# laptop suspend and pcmcia card stays on

## antrod

I have the oddest problem when I put my Sony Z505RX Vaio to sleep. The computer suspends/resumes correctly, but my lucent Wavelan card stays on after the computer is suspended until I manually yank the card out of the socket. I wouldnt mind except for the fact that this is likely to drain the battery while the computer is suspended. 

I used to have Debian on this laptop and this worked well.
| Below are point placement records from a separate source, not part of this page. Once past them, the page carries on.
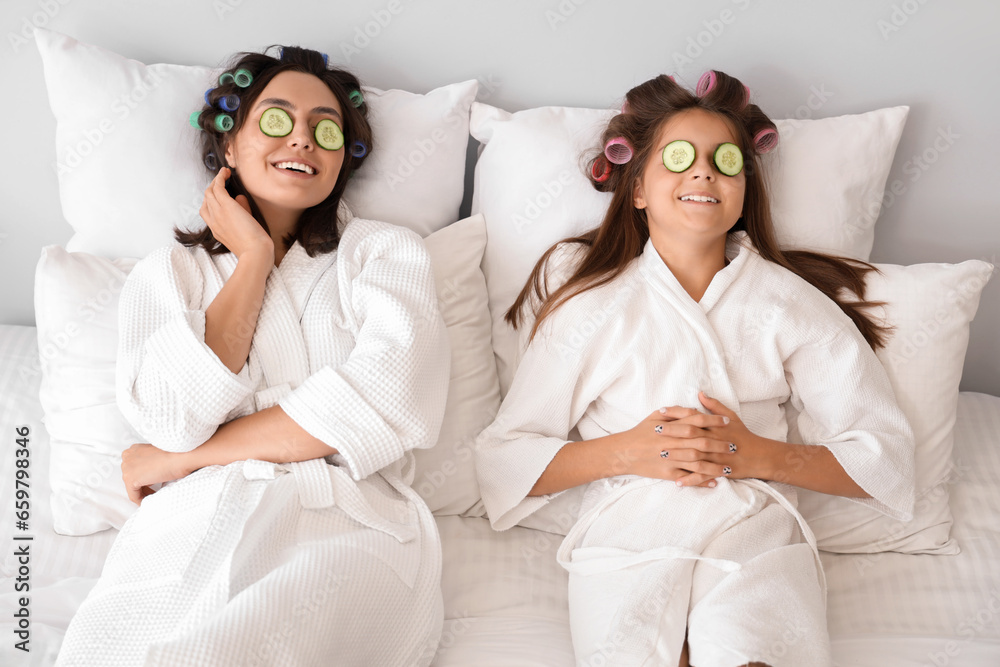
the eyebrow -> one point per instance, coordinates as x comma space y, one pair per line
277, 101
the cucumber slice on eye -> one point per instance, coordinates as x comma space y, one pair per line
275, 122
728, 159
328, 135
678, 155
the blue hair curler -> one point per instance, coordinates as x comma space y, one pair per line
243, 77
229, 102
223, 122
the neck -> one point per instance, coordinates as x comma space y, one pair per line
694, 262
281, 223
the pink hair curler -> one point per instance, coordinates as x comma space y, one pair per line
766, 140
705, 84
618, 150
602, 166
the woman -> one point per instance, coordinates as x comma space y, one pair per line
682, 298
293, 368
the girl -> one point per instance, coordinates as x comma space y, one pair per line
682, 298
293, 368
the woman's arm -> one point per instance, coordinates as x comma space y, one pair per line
231, 318
268, 435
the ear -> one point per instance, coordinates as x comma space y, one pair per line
230, 155
638, 200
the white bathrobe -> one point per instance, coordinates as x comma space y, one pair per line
329, 561
648, 560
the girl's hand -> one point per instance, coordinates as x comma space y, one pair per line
743, 456
144, 465
673, 444
230, 219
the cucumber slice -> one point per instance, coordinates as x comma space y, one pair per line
678, 155
275, 122
728, 159
328, 135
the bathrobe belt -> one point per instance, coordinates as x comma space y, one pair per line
322, 485
594, 560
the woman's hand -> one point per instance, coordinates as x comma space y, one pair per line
744, 456
230, 219
675, 444
144, 465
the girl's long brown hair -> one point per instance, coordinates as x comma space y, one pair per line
621, 236
317, 227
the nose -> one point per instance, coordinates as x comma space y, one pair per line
300, 136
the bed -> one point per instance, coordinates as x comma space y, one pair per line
903, 610
925, 593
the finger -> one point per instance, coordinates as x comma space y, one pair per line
701, 420
715, 406
696, 479
674, 412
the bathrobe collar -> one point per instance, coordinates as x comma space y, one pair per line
738, 252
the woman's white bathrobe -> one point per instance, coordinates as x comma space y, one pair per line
648, 560
323, 562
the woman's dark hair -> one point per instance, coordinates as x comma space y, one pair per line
609, 248
317, 228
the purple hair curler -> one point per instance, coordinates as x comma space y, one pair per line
229, 102
605, 169
766, 140
705, 84
243, 77
618, 150
223, 122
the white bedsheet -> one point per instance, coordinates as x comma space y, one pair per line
505, 596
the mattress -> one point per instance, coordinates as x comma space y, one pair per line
505, 596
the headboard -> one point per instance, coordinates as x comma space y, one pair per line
805, 60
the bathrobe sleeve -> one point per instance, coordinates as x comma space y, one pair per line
555, 383
171, 386
846, 403
389, 396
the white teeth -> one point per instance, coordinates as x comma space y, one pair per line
298, 166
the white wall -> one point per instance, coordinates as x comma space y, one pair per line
942, 59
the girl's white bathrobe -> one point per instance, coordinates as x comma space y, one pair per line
329, 561
648, 560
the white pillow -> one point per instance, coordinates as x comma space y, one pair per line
931, 307
446, 475
827, 179
129, 163
76, 311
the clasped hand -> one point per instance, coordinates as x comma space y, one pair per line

Does this have to do with apmd (which I don't have installed due to the emerge compile error) or is it some setting in the pcmcia confs? 

I have apm compiled into my kernel which is why I think suspend/resume works.

Thanks, 

Antonio

----------

## smckown

Most distributions use apmd and have scripting in place to deal with suspend and resume events.  Usually, upon receipt of a suspend event, a script is ran that issues 'cardctl suspend' to power down pcmcia cards.  Other actions are also often taken to deal with sound, networking, X, and so on.  Remember that built-in devices and not just PCMCIA may need to be massaged to properly handle suspend/resume cycles.

You may want to:

emerge apmd

Then you can add a script to /etc/apm/event.d to suspend and resume the pcmcia subsystem on APM suspend/resume events.  You may want to grab scripts from another distribution to use as a starting point.

----------

## TomorrowPlusX

Is there any command line call I could put into a script which would force X to "wake up" the video card?

When I suspend my thinkpad and close the lid, on restarting the machine wakes up, but the display is just noise and doesn't respond (it's not actually noice, it's a corrupted weird glimpse of whatever was in the video memory when I suspended the laptop)

I can usually get the machine to wake up the video card by forcing a graphics mode shift, usually by hitting ctrl-alt-f2 (or something) to get to the framebuffer console. Then I switch back to X and all's well. 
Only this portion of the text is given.